Он так и не обернулся. Ветер касался отросших за зиму темно-русых волос князя, солнце превращало седину на висках в расплавленное серебро. Агнешка сжала в руках край душегрейки, не в силах понять, что за чувство откликнулось в ее душе на слова господина Черны. Странная жалость требовала, чтобы она приблизилась, чтоб обняла, заставив треснуть ледяную шкуру его одиночества, так похожего на ее собственное. Неприкаянное тянулось к неприкаянному. Досада и гордость шептали, что пусть и обошлись с ней дурно и жизнь, и манус Иларий, а ни в чьих полюбовницах она ходить не станет, хоть бы и сам князь позвал. Страх кричал, что единого касания высшего мага может быть довольно, чтоб вся Черна в колдовском огне сгинула. Достоинство велело поклониться и выйти прочь, а доброта – остаться и выслушать до конца мучительную княжескую исповедь.
– Наследнику вот нужен будет уход. У нас в роду сила рано просыпается, а когда не ведаешь, как с нею быть, бывает, и самому, и домочадцам лекарь нужен.
Владислав, не глядя на нее, отошел от окна, толкнув рукой полуоткрытый ставень. Склонился над столом с рассыпанными по нему свитками. Принялся торопливо записывать некоторые строки из сказок, что спела ему Агнешка.
– Придешь доложишь, как княгиня себя чувствует. Сейчас ты… свободна, – глухим сердитым голосом бросил князь.
Волшебство рассыпалось, раскатившись ледяной пылью по полу. Агнешка опустила взгляд…

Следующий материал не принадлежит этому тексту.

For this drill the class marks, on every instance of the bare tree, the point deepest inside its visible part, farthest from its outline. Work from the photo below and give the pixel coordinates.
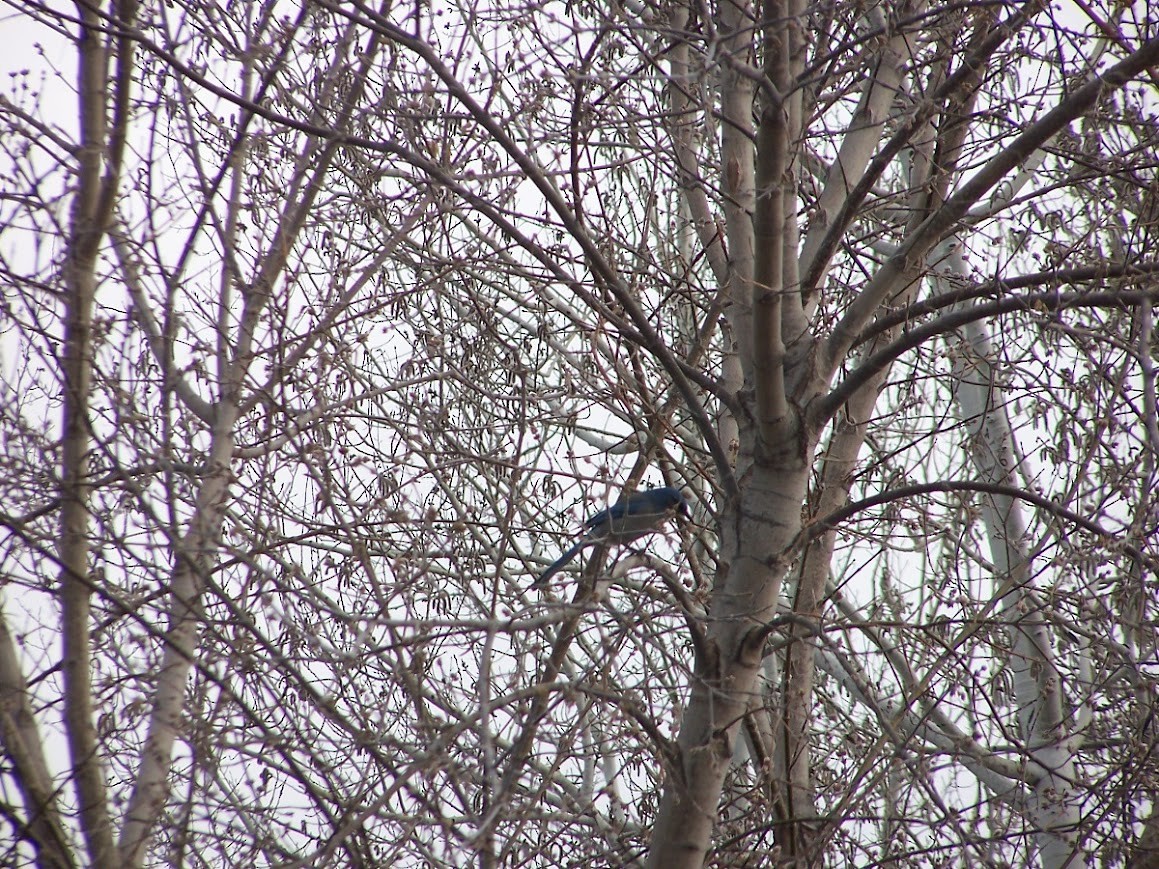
(323, 326)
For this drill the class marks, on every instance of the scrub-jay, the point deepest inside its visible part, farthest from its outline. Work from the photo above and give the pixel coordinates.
(631, 517)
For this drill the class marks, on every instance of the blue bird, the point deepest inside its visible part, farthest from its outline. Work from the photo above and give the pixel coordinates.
(629, 518)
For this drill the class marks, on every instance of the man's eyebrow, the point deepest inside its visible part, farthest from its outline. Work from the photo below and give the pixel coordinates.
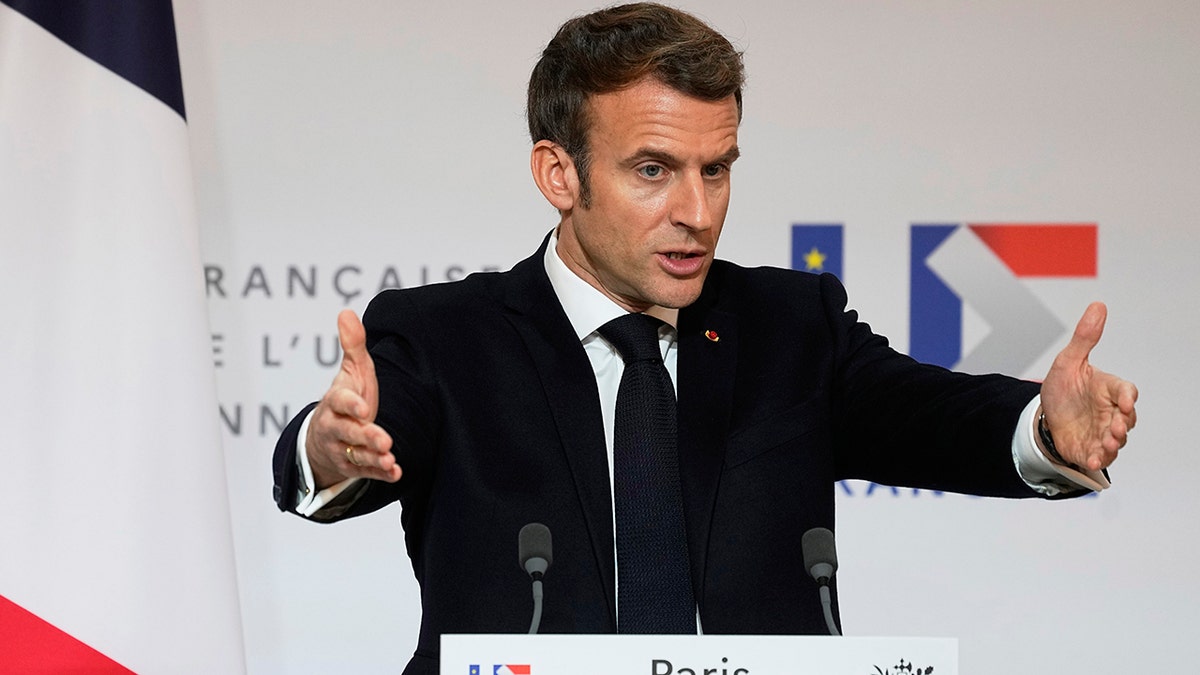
(657, 155)
(730, 156)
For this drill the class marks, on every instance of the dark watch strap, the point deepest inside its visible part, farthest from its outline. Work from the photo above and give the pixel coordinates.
(1048, 442)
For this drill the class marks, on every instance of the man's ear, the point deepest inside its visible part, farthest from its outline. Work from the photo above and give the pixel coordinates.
(555, 174)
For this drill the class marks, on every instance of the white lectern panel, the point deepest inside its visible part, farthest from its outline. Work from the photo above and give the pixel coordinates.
(696, 655)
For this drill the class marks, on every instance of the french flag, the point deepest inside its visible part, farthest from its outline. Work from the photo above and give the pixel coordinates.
(114, 517)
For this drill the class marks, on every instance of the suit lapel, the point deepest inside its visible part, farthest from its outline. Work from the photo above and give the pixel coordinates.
(708, 346)
(570, 389)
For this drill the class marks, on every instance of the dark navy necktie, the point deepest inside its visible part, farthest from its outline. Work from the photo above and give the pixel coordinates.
(653, 574)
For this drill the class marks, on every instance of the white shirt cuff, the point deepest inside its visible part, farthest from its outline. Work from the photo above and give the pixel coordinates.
(1038, 471)
(307, 500)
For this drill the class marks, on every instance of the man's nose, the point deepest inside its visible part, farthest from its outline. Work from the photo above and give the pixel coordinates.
(690, 204)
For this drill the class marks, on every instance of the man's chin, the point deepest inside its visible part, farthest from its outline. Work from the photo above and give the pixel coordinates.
(679, 296)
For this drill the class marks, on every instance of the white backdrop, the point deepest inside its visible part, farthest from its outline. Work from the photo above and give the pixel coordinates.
(358, 144)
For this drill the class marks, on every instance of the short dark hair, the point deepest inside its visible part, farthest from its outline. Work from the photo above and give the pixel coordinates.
(615, 48)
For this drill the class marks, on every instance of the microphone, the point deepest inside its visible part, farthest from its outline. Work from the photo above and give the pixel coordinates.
(821, 562)
(534, 549)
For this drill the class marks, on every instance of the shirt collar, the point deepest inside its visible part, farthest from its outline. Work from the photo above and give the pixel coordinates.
(586, 306)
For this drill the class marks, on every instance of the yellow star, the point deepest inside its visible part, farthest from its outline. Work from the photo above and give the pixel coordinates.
(814, 261)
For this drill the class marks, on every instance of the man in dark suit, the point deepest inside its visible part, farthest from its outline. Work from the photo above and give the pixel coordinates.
(489, 404)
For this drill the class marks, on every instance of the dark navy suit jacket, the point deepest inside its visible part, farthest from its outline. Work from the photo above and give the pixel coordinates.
(496, 418)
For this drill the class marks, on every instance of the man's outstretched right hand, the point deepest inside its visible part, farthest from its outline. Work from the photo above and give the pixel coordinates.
(343, 441)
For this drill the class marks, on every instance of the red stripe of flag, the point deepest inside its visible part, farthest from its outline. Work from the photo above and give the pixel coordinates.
(29, 644)
(1042, 249)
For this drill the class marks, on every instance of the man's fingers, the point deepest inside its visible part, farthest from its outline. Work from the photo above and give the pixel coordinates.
(358, 369)
(347, 402)
(1087, 333)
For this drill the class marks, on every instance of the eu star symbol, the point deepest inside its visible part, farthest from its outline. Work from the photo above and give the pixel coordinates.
(814, 261)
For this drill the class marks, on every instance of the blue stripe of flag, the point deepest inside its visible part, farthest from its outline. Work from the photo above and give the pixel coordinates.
(135, 40)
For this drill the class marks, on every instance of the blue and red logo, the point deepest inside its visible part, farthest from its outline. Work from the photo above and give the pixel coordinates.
(984, 264)
(504, 669)
(979, 264)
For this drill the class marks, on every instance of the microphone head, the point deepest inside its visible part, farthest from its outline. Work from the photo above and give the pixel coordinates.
(820, 555)
(534, 548)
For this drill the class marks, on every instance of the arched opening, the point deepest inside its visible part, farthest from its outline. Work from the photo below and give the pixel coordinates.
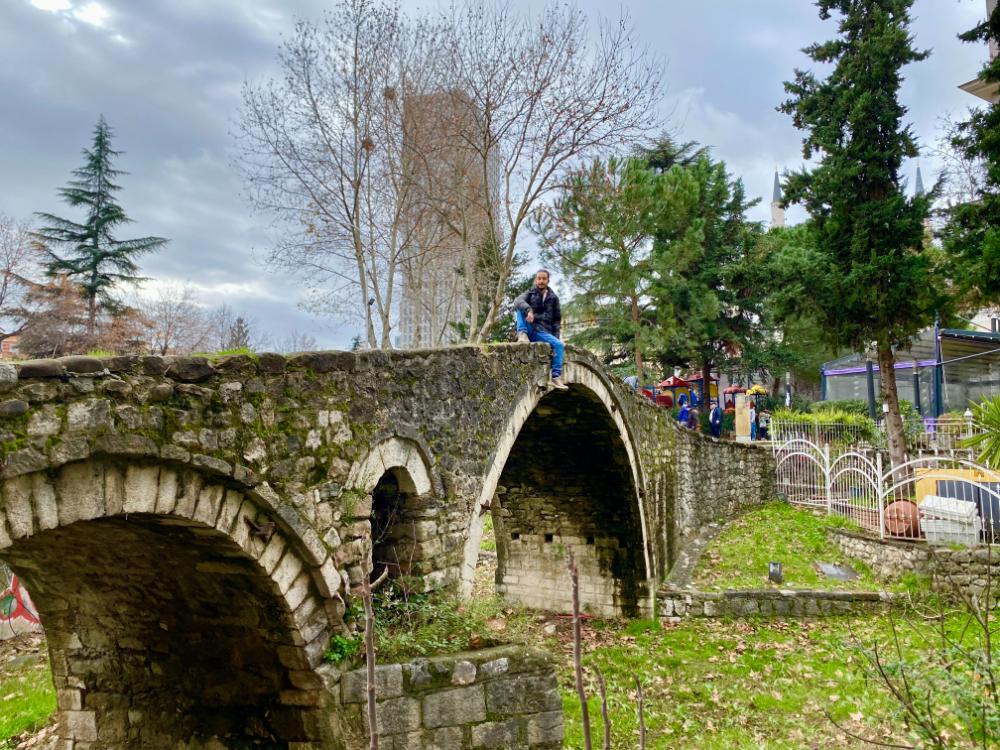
(405, 538)
(393, 538)
(164, 632)
(567, 482)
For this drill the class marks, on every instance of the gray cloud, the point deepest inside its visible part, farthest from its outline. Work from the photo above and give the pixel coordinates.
(167, 75)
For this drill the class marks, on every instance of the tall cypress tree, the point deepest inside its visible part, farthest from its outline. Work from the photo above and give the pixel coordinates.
(90, 255)
(873, 282)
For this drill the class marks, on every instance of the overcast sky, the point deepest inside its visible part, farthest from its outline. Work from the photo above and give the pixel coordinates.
(167, 74)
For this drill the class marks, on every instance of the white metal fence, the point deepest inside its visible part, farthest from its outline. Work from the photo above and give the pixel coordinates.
(943, 497)
(933, 434)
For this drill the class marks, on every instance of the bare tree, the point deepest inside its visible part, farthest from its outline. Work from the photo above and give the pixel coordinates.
(19, 256)
(177, 324)
(323, 150)
(228, 329)
(544, 93)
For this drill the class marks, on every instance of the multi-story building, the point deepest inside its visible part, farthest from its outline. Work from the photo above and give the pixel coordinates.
(451, 231)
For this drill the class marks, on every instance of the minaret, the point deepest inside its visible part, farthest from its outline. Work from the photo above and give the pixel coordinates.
(777, 211)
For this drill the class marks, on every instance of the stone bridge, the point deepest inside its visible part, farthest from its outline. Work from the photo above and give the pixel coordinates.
(190, 531)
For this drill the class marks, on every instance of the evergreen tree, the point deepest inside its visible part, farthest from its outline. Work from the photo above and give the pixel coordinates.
(90, 255)
(716, 295)
(599, 234)
(872, 280)
(971, 236)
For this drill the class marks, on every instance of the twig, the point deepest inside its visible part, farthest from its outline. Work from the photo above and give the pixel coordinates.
(852, 735)
(370, 660)
(604, 707)
(642, 720)
(577, 648)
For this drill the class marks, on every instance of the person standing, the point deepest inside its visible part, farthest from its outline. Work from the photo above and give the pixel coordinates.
(765, 424)
(715, 420)
(539, 318)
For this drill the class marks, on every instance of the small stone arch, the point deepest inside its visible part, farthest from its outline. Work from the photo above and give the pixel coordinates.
(400, 496)
(179, 609)
(585, 382)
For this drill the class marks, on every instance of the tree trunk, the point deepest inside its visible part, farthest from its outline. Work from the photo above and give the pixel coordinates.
(893, 421)
(638, 347)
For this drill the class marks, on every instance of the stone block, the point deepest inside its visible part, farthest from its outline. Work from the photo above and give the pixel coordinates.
(497, 734)
(395, 716)
(78, 725)
(454, 707)
(81, 492)
(388, 684)
(521, 694)
(546, 729)
(89, 416)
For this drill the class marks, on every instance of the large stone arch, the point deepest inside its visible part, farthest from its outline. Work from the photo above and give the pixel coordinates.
(400, 496)
(604, 589)
(180, 610)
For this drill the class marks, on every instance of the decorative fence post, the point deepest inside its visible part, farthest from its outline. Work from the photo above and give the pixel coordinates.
(827, 479)
(879, 491)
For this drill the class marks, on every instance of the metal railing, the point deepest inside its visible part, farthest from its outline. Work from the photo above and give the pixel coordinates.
(942, 497)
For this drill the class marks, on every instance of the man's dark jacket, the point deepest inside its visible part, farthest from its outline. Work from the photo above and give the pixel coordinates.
(548, 315)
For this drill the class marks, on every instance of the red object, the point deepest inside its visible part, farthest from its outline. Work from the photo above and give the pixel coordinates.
(673, 382)
(696, 378)
(902, 518)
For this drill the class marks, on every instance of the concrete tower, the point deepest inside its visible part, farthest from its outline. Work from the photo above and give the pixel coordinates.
(777, 212)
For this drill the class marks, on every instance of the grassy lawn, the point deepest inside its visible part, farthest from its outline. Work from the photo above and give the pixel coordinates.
(27, 698)
(779, 532)
(730, 685)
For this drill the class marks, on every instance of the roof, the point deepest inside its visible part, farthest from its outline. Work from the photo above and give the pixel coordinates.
(987, 337)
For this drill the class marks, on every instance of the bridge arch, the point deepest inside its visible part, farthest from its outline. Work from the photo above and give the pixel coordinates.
(566, 471)
(179, 610)
(400, 495)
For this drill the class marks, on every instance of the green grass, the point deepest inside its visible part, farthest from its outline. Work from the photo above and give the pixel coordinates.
(489, 542)
(27, 697)
(798, 539)
(718, 685)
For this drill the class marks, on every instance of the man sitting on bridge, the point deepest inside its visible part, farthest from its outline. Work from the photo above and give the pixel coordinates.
(539, 318)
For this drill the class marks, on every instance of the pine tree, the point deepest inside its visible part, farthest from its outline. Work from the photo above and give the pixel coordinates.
(971, 236)
(90, 255)
(716, 295)
(599, 233)
(873, 281)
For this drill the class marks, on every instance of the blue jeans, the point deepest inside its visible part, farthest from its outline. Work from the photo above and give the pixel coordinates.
(558, 347)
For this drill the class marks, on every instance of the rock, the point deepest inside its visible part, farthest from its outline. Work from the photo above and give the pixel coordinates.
(14, 407)
(82, 365)
(190, 369)
(8, 377)
(40, 368)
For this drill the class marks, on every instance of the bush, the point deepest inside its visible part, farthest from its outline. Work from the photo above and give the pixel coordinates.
(832, 426)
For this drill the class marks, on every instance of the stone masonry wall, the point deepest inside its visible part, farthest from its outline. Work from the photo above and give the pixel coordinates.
(238, 476)
(888, 559)
(716, 480)
(768, 603)
(504, 697)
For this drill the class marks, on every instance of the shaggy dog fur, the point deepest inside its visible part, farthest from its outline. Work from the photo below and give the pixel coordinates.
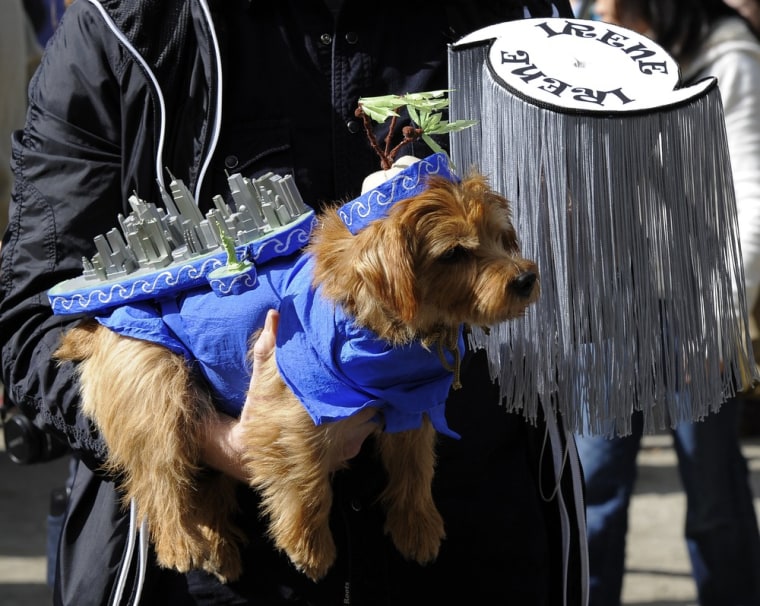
(445, 257)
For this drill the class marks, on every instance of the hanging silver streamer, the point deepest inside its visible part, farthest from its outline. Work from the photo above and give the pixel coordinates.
(632, 221)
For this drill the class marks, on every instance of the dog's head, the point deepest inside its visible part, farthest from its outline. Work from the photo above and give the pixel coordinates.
(446, 256)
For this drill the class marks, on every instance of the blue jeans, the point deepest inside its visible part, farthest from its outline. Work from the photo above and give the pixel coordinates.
(721, 527)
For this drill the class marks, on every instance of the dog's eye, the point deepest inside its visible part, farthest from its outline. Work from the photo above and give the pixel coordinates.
(453, 255)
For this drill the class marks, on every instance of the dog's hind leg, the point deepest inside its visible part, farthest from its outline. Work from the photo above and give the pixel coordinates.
(151, 414)
(289, 465)
(412, 519)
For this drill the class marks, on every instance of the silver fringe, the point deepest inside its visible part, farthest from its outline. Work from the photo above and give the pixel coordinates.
(632, 221)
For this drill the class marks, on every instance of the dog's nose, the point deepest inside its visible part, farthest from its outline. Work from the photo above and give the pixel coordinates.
(522, 285)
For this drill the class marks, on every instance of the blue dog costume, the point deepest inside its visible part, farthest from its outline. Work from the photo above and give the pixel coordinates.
(334, 367)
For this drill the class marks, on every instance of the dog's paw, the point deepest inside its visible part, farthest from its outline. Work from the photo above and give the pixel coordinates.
(314, 554)
(417, 535)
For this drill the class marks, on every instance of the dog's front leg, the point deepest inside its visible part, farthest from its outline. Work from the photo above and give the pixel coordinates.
(412, 519)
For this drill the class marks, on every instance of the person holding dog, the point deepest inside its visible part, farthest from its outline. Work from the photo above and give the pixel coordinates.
(128, 89)
(707, 38)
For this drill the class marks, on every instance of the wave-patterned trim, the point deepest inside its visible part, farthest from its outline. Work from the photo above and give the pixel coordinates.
(79, 295)
(374, 204)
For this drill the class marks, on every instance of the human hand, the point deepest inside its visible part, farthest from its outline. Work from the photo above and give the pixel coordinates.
(225, 447)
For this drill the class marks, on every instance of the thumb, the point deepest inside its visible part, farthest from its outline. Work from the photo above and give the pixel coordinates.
(264, 346)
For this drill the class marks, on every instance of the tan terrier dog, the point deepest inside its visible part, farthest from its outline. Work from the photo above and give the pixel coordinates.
(441, 259)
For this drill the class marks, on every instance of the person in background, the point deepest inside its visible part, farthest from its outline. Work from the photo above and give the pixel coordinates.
(207, 88)
(707, 38)
(19, 56)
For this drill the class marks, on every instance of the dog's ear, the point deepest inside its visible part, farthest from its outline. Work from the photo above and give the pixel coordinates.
(386, 266)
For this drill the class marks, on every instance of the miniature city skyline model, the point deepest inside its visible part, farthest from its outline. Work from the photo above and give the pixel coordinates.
(159, 251)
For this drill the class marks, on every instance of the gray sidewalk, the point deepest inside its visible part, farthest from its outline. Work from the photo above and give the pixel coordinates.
(658, 568)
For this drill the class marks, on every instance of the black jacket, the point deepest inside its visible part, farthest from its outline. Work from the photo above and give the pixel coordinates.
(270, 86)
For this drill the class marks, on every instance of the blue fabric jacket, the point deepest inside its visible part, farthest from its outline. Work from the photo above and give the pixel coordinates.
(252, 86)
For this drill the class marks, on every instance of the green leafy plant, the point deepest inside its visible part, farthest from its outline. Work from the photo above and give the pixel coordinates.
(425, 111)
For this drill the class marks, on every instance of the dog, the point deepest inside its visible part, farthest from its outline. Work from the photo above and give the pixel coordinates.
(442, 259)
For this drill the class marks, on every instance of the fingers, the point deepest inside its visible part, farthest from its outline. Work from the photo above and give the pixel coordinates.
(264, 346)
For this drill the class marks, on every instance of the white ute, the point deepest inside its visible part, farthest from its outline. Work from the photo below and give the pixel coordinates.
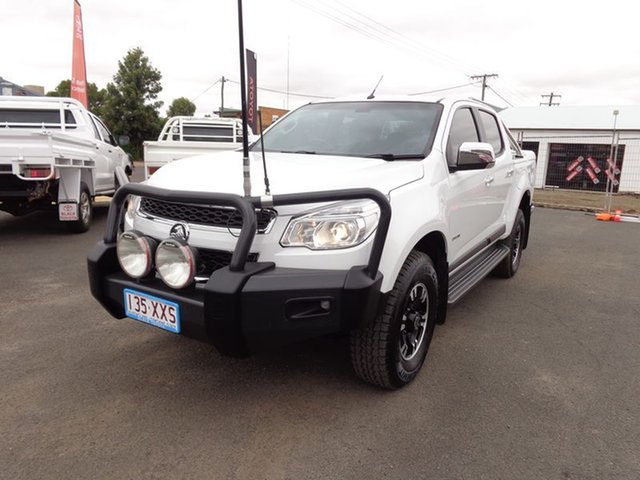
(54, 151)
(188, 136)
(381, 213)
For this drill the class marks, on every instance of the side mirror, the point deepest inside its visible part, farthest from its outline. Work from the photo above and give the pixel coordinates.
(475, 156)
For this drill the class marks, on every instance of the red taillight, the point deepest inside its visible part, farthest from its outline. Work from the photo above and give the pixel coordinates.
(36, 172)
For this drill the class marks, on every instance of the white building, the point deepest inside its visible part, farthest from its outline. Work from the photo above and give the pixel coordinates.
(574, 145)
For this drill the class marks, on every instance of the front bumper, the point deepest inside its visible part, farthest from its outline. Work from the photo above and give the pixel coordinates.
(261, 307)
(249, 306)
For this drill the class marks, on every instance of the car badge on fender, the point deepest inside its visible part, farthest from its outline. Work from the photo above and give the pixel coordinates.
(180, 231)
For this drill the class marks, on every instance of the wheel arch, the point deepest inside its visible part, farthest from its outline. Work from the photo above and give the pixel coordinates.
(435, 245)
(525, 206)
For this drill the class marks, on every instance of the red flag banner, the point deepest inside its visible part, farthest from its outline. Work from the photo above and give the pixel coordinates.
(252, 90)
(78, 67)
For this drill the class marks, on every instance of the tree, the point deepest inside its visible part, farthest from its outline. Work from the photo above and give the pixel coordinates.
(181, 106)
(131, 106)
(97, 95)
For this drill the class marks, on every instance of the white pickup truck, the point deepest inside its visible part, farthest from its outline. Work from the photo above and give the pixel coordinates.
(54, 151)
(382, 212)
(188, 136)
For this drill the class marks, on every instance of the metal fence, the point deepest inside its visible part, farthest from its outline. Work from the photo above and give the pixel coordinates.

…поклонилась и вышла. Князь проводил ее тяжелым взглядом. Давно не радовали его ни красивые девки, ни еда. Песни захожих сказителей навевали тоску. Было время, казалось ему, что княжеское житье – предел мечтаний младшего сына, но теперь Тадеуш понимал, что крепко ошибался. Истерзанное годами правления Казимежа Бялое опустилось ему на плечи непосильной ношей, едва не переломило хребет. Понятно, отчего Якуб в петлю полез. Ясное дело, не только из того, что один остался. Представил, верно, свое княжение, да и удавился.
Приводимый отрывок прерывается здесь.